8 Jul 2007 pipeman   » (Journeyer)

Vacation mac-on-mac-on-linux

My vacation has started. Of course, that means sitting up all night getting red-eyed making random hacks. Pretty much the same stuff as usual, that is.

I've found myself booting into Linux on my Mac at home more often nowadays. Ubuntu 7.04 does quite a good job on my PPC Mac Mini. I noticed that IBM has a JDK for PPC - and it was even available in some repository through apt. My two biggest annoyances to date: Flash and no Compiz or Beryl. The open-source Flash implementation that is what you'll have to live with if you're on PPC (Macromedia hasn't released a PPC version of their own player) can't play YouTube videos (which is possibly the most important job for Flash on my computer) and seems to crash the browser occasionally. Also, web sites that tries to figure out whether you have Flash installed or not, tend to think that you don't. As to Compiz/Beryl, I've become so used to having wobbling windows at work, so when I sit at a Linux desktop without any desktop effects, it feels all stiff and, well, boring. It's like rounded corners: it just makes things feel more natural. I did in fact get some wobbliness out of SUSE 10.1 for PPC, however, the graphics drivers were pretty messy and my screen ended up with the colours inverted. I eventually gave up, after many hours of X configuration file editing.

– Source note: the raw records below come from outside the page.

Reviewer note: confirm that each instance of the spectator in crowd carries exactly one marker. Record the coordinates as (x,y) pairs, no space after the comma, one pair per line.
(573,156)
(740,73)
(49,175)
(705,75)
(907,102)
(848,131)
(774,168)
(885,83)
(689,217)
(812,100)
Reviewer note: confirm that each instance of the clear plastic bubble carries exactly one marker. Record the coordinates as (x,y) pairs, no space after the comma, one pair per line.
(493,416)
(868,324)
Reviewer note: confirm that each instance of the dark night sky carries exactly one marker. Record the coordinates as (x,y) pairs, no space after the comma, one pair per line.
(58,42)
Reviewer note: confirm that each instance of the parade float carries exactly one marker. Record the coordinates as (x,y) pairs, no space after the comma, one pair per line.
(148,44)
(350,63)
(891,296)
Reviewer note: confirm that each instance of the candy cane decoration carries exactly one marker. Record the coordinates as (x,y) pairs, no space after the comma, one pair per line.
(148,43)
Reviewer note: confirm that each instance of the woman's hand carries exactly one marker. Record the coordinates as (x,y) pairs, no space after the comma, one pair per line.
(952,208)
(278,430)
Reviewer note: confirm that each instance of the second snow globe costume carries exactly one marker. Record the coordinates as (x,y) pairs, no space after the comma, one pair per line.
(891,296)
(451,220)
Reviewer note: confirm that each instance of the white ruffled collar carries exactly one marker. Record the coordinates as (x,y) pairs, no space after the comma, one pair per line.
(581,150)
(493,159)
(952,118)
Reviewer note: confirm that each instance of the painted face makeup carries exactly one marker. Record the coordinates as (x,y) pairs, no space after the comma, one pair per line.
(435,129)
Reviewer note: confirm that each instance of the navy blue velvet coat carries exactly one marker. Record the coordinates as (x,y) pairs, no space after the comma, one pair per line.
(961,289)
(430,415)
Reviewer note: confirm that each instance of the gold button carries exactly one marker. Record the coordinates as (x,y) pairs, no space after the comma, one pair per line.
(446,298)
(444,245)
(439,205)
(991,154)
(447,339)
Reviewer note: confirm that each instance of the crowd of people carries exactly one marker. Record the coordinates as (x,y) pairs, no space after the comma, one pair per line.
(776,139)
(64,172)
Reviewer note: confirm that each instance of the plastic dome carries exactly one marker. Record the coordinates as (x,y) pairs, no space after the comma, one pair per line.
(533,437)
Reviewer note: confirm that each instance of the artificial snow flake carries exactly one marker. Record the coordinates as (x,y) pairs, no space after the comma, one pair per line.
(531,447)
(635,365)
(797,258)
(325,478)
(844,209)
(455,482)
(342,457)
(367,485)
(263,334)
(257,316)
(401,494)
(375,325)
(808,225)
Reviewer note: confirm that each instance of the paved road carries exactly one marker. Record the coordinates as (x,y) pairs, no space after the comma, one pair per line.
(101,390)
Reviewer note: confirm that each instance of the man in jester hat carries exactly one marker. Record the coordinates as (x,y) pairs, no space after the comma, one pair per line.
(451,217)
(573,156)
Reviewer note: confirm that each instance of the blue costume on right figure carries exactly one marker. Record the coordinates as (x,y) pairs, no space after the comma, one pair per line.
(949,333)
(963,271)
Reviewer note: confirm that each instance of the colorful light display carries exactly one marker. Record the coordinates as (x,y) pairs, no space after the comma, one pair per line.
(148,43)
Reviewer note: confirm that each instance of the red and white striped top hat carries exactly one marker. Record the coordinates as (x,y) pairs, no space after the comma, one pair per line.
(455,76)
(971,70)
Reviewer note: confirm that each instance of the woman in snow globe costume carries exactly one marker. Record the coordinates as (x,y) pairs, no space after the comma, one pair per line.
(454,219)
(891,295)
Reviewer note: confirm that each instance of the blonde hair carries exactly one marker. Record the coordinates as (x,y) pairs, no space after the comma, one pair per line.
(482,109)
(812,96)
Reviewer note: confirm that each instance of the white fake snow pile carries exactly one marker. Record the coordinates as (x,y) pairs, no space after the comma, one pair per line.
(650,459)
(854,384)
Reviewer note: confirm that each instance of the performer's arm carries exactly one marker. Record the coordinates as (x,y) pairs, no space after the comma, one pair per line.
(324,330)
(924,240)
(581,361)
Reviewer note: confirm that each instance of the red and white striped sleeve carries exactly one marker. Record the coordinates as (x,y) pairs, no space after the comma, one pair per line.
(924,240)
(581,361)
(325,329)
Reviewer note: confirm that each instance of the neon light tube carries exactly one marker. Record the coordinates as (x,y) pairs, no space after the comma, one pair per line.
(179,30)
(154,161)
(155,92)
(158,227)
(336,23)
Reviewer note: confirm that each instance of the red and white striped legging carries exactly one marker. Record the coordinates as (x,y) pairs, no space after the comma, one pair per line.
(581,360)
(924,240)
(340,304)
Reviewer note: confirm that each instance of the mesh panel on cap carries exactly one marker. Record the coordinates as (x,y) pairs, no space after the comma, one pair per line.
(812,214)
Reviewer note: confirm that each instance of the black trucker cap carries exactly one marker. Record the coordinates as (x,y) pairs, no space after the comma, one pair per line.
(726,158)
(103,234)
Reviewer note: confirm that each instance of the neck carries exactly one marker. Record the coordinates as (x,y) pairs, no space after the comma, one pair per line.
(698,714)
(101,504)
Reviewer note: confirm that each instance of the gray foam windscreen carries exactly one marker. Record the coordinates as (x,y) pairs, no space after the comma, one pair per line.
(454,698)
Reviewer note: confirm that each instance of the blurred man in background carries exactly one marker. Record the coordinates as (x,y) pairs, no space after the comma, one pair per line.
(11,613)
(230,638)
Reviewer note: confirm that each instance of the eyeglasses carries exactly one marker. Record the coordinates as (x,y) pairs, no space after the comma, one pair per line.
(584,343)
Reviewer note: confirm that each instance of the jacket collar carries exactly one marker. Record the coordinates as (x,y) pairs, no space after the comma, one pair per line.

Another annoyance is the lack of write support for journaled HFS+ filesystems, which is what most of my disks are formatted in. I currently haven't yet figured out a good filesystem that works reliably in both Linux and Mac. I have lots of media files that I want to access from both environments, and that doesn't work out too well. Now, I haven't checked up on the ext2/ext3 support in Mac OS for a few months, but last time I checked, there was an ext2 filesystem driver for OS X that worked OK, except that it seemed to often fail to unmount the filesystem cleanly, and then refusing to mount it on subsequent reboots (as it was dirty and there was no fsck). For now, I've been using HFS+ for my big media disk - I can at least safely read from it - we'll see if I totally mess it up if I try writing to it. For my portable hard disk, I've even used NTFS (since I need to mount it in Windows and it needs to store virtual machine images of several gigabytes, so FAT32 is a no-go) and when needed used ntfs-3g to mount it in both Linux and OS X. Very slow, but works for dropping files back and forth.